A impressão ao sair do Beira-Rio foi de um time satisfeito com o empate. Pelo menos o desenrolar do jogo aparentou isso.
A escalação foi confusa, muito pelos desfalques e a preservação dos colombianos após longa viagem, mas também por mexer mais ainda no time, tirando a titularidade de Matheus Bahia.
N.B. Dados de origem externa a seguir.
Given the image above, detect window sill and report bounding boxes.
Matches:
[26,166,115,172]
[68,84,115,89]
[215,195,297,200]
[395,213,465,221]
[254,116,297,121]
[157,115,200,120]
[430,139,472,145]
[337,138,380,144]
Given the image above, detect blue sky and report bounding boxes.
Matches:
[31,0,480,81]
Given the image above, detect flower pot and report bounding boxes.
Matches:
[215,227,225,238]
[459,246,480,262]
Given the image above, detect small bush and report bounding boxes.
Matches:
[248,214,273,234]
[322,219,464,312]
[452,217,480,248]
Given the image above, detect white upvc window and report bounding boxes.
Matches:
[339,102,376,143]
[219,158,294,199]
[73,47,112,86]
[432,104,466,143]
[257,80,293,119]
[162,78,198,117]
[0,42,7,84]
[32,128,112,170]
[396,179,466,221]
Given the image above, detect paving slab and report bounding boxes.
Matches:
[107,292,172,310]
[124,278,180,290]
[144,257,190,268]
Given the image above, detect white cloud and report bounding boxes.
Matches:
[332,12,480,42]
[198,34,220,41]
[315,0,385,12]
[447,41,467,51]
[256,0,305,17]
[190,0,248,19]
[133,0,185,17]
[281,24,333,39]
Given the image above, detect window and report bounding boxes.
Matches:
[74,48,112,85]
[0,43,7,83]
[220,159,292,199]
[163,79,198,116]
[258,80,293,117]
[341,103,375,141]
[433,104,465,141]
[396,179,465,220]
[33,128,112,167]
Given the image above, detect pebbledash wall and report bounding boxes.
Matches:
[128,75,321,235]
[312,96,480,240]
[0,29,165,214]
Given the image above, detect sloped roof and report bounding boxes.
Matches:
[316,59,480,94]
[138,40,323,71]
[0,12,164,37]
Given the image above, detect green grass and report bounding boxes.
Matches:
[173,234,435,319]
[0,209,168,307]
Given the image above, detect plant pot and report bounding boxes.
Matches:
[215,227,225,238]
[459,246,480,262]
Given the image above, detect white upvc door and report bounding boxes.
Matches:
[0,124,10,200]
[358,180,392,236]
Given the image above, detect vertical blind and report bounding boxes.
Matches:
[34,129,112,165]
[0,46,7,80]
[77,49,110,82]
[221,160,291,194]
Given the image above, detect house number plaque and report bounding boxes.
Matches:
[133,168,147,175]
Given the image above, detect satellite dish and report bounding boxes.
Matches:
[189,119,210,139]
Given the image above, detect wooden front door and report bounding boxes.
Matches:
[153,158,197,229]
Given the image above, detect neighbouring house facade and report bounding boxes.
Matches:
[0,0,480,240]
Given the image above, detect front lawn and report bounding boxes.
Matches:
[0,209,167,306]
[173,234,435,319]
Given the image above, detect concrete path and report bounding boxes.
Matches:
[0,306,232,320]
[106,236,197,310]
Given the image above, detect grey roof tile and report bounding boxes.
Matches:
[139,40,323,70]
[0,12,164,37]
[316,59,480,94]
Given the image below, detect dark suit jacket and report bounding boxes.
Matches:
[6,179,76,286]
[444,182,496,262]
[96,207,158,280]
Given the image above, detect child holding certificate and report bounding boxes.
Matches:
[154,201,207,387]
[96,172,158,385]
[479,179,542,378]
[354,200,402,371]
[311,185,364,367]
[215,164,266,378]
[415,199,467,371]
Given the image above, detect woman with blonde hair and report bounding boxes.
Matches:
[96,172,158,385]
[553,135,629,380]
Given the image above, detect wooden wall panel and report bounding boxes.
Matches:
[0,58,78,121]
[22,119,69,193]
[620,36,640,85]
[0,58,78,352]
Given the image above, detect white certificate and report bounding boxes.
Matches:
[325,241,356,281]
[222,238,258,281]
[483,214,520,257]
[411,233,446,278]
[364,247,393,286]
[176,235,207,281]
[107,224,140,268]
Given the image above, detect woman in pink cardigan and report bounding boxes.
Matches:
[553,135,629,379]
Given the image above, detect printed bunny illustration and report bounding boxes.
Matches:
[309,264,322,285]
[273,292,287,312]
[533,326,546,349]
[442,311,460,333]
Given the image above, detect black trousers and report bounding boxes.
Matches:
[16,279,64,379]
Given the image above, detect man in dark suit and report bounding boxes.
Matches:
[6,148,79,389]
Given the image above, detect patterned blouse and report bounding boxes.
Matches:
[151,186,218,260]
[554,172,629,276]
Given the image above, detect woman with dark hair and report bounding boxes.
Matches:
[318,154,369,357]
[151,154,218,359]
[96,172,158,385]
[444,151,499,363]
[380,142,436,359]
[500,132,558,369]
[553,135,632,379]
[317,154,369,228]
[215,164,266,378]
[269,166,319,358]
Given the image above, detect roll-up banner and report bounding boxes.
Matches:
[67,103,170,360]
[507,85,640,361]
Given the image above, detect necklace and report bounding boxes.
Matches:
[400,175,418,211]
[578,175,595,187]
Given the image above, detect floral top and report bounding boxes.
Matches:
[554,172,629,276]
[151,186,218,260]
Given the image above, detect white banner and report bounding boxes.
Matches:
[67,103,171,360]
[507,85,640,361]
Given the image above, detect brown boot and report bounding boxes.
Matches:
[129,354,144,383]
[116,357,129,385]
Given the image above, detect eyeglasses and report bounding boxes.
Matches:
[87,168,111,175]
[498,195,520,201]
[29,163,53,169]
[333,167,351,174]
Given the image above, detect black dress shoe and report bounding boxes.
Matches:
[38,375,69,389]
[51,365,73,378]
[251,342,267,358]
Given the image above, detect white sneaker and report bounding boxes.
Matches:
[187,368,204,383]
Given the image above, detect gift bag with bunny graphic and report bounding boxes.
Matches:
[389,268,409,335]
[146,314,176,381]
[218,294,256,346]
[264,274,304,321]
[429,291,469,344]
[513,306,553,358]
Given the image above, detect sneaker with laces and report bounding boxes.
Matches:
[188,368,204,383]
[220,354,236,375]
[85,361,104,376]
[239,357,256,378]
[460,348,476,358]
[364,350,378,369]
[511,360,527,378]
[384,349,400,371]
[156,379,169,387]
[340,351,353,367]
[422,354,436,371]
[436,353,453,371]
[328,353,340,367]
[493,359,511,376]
Ainda assim a equipe foi organizada na primeira etapa. O esquema se manteve, e tivemos uma evolução nas transições. Foi assim que saiu o gol, de pé em pé, em bonita jogada coletiva, com velocidade e raciocínio rápido.
O problema esteve todo no segundo tempo. Os jogadores começaram a cansar e, além de diminuírem a pressão em quem estava com a bola, não demonstravam força alguma para contra-atacar.
Elenco é insuficiente
As trocas demoraram a acontecer, principalmente a entrada de Carbonero. Alan Patrick, Paulinho e Bruno Henrique passaram mais tempo em campo do que deveriam. A falta de alternativas de alguém que segure a bola também atrapalhou, era o que o Inter precisava. Depois das substituições, o São Paulo já estava confortável na partida o suficiente para buscar o gol.
Com o elenco mediano e defesa insegura, o Inter não pode ceder tantas tentativas de bola na sua área. Em algum momento, a falha acontece.
Apesar de ter entregado a bola para os adversários contra Santos e Chapecoense, em nenhuma das duas vitórias o Inter recuou tanto. Paulo Pezzolano tem créditos, mas, dessa vez, abdicou dos três pontos.